Lastly, adjust the Payment success/failed messages and update the settings to save all the completed data.
4. Set Up Action Events
Now, it is time to configure the scenario that will be performed before payment is processed, on successful payment and the failed payment. To do this, we need to give the post-submit actions certain Events.
For example, you can choose to create a post before the payment is processed, register the user after successful payment, and send an email if the payment failed.
Click on the “Edit Conditions and Events” button to add action events under the needed post-submit action.
In the popup, proceed to the Events Match tab. Select one or several events from the dropdown.
- DEFAULT.PROCESS – this is the moment when actions are processed. The current event will trigger the post-submit action before the payment gateway.
- BAD.REQUEST – this event is executed after request processing in case some of the fields in the form return errors. For example, the action will be triggered if the user uploads a file to the Media field in the wrong format or if the user exceeds the allowed number of files to upload. This event bypasses the DEFAULT.PROCESS event.
- DEFAULT.REQUIRED – this event is executed in any case. It is the last triggered event before the form response is submitted. The event runs even in case some of the other post-submit actions are not processed successfully. Note: if you set the DEFAULT.REQUIRED event to several actions and one of your actions is the Store Form Record action, make sure to put the Store Form Record action the last in the row.
- GATEWAY.SUCCESS – this one is executed after the user passes the checkout on the side of the payment system; if a payment is successful, the action will be triggered.
- GATEWAY.FAILED – It is performed when the user returns from the checkout page of the payment system without making a payment.
Note that the Store Form Record action does not require any Event.
Now that you have added Events to the post-submit actions, don’t forget to make the necessary fields in the form required.
Push the “Publish/Update” button on the top of the form to publish the final result.
Add the Form to a Page in Elementor
Now decide where you want to place the newly built form.

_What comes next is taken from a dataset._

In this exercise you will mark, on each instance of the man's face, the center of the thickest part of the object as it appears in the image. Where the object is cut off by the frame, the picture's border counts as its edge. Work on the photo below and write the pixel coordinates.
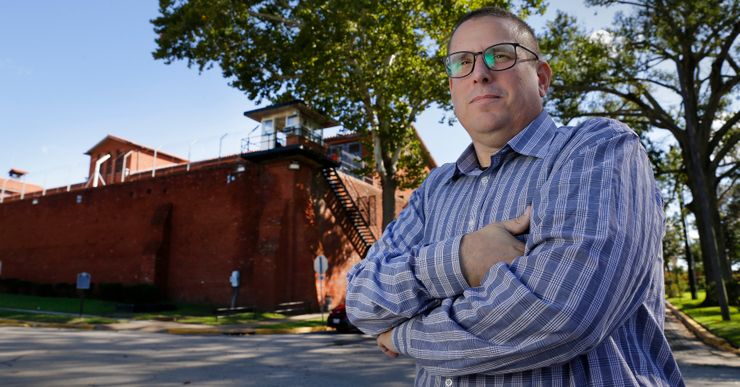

In the described case, we will place the form on a separate page.
So, we navigate to WordPress Dashboard > Pages. Open an existing page or create a new one and edit it with Elementor.
Customize it according to your needs and, right in the editor, look for the JetForm widget. Select the form you have just created in the Choose Form field.
Proceed to the next tab and style the form, so it matches your website’s design.
Add the Form Block in Gutenberg
JetFormBuilder works not only with the Elementor page builder. This plugin allows adding the form block using Gutenberg as well.
Open the page in the default WordPress Editor and add a JetForm block.
Complete the Form
Open the page where you have placed the form on the front end.
As you can see, the page looks right as we adjusted. Complete the fields and press the button you have set as a submit one.
Once the obligatory fields are completed correctly, the submitted form will redirect you to the Stripe payment page.
Here the user can fill in all the details needed for successful payment.
Now you know how to adjust the form with the convenient Stripe payment using the JetFormBuilder plugin.